O Sr. Presidente (Mota Amaral): - Queira concluir a sua intervenção, pois o seu tempo também terminou.
O Orador: - Vou concluir, Sr. Presidente.
Por último, o Sr. Ministro, no final da sua intervenção confundiu com gravidade duas matérias: por um lado, a matéria que aqui se está a discutir e, por outro, como disse o Deputado Manuel Monteiro, questões de fundo que têm a ver com o mandato do Governo.
A alternativa que aqui se coloca, Sr. Ministro, entre a oposição e o Governo, é uma solução alternativa em matéria de leis das finanças locais e de leis para atribuições e competências das autarquias e não uma alternativa entre uma solução de governo de qualquer dos partidos da oposição e uma do PS.
De tacto, o Partido Socialista tem de perceber que governa sem maioria absoluta e, como tal, tem de conformar-se com esse facto, pelo que não pode, de forma alguma, a todo o momento, estar a ameaçar as oposições com soluções que não cabem ao caso.
Por último, permita-me...
O Sr. Presidente (Mota Amaral): - Sr. Deputado, mais uma vez chamo-lhe a atenção: o seu tempo esgotou-se!
O Orador: - Terminarei já, Sr. Presidente.
Por último, gostaria de perguntar ao Sr. Ministro se uma das hipóteses previstas no artigo 6.º da proposta de lei, para transferir, de forma extraordinária, verbas para as autarquias locais, terra a ver com a necessidade de o Presidente da Câmara Municipal de Lisboa obter mais financiamentos para recuperar os Paços do Concelho, porque, de facto, não é admissível que, por esta via, se vá financiar um dos candidatos em ano de campanha eleitoral para prosseguir uma das suas obras.
O Sr. Presidente (Mota Amaral): - Para responder, tem a palavra o Sr. Ministro do Equipamento, do Planeamento e da Administração do Território.
O Sr. Ministro do Equipamento, do Planeamento e da Administração do Território: - O Sr. Deputado Pedro Feist colocou duas ou três questões importantes e permita-me que exemplifique com uma delas: a questão da contrafacção.
De facto, trata-se de um problema de grande amplitude económica em certas actividades e, tratando-se de um delito económico ligado a problemas de propriedade industrial e intelectual, e uma matéria que está hoje no
centro das discussões da Organização Mundial do Comércio, como sabe.
O Sr. Pedro Feist (CDS-PP): - Por isso é que devia estar aqui na proposta de lei!
O Orador: - Portanto, tenhamos a noção das proporções... Seria transferível para as autarquias tudo aquilo que pode ser objecto de verificação administrativa, ou policial de ordem sumária.
Mas esta é uma matéria com tal complexidade que muitas questões não cabem nela, como, por exemplo, a questão da subsidariedade, que deve ser incluída em local próprio. E, como sabe, esta questão da contrafacção vai muito longe.

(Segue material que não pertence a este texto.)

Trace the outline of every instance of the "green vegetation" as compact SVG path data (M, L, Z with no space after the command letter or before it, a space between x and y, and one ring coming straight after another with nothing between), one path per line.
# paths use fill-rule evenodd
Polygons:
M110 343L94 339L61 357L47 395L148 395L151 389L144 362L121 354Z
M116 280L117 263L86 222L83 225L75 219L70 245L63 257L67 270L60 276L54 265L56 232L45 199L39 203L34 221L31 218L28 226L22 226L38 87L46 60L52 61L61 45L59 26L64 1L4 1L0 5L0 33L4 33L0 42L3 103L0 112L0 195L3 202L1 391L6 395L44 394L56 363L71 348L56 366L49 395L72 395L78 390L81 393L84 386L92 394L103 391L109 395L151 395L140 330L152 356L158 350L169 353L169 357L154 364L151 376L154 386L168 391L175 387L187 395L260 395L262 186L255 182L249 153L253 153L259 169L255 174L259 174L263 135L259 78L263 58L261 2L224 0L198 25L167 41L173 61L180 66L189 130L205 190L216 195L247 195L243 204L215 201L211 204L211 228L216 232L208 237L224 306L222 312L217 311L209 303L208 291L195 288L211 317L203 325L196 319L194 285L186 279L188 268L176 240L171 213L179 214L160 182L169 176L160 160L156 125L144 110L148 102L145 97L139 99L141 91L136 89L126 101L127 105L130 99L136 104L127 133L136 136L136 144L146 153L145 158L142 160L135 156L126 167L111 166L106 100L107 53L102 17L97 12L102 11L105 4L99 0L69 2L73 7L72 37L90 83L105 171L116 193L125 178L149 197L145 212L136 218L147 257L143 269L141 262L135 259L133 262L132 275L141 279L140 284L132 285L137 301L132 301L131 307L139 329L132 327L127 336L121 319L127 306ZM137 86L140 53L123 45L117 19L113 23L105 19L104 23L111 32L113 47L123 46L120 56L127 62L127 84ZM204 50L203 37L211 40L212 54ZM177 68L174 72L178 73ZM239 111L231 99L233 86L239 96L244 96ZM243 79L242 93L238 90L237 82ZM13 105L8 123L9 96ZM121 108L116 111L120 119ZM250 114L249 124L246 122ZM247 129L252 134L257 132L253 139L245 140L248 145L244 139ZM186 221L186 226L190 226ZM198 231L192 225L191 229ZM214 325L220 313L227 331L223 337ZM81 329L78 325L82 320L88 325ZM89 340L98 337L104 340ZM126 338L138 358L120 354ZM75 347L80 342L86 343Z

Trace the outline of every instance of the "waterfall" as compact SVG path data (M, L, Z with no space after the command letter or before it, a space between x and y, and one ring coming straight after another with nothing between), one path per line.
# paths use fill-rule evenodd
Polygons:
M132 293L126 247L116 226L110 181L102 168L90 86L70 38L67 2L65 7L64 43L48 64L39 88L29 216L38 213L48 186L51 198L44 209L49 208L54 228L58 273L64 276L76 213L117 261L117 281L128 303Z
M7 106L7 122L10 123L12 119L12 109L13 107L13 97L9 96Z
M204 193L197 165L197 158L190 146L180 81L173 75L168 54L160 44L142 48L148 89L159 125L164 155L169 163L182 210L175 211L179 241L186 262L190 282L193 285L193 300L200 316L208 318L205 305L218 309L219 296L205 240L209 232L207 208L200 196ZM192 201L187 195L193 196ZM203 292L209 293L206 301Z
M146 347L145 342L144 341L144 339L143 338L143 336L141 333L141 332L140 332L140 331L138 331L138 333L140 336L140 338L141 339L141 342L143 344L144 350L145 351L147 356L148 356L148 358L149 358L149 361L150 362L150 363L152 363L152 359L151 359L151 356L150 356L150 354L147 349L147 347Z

Por outro lado, quanto à questão das «batatas quentes», colocada pelo Sr. Deputado Mário Albuquerque, deixe-me que lhe diga que tenho destas coisas uma noção um pouco singular: não gosto de políticos que temem as «batatas quentes», que fogem de batatas quentes», que querem fazer política com «batatas frias»... Aliás, considero isso uma autoconfissão não de espírito de serviço público mas, sim, de espírito de serviço próprio, digamos assim...
O Sr. Mário Albuquerque (PSD): - Quem está do outro lado é que sofre!

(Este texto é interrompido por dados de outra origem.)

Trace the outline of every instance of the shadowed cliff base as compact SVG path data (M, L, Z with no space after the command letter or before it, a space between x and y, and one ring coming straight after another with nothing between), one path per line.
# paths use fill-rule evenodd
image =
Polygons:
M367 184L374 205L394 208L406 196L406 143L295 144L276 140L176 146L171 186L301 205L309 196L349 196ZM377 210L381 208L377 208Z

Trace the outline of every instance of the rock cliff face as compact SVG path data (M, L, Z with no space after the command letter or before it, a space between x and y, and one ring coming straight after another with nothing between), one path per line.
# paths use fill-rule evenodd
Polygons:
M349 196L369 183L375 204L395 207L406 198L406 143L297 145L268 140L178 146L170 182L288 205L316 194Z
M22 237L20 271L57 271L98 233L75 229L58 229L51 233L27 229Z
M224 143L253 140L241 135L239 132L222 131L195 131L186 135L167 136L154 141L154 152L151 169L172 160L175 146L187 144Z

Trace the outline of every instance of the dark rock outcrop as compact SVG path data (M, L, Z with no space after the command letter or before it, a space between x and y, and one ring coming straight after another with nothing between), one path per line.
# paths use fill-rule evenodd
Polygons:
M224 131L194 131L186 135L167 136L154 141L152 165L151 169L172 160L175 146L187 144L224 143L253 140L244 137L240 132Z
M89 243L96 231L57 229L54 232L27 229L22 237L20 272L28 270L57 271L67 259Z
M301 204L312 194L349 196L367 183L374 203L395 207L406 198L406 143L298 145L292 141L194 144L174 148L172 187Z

O Orador: - Imagine o que era, quando convidam um de VV. Ex.as para Deputado, vocês dizerem: «Não! Porque vou para uma batata quente...»! Imagine o que seria quando convidam alguém para ministro, seja lá do que for, essa pessoa dizer: «Não, porque são só batatas quentes...»! Sr. Deputados, na vida política há tanta «batata quente»...! E mesmo um batata - perdoem-me a expressão! -, e eu não entro nessa conversa.
O Sr. Mário Albuquerque (PSD): - Não é essa a questão!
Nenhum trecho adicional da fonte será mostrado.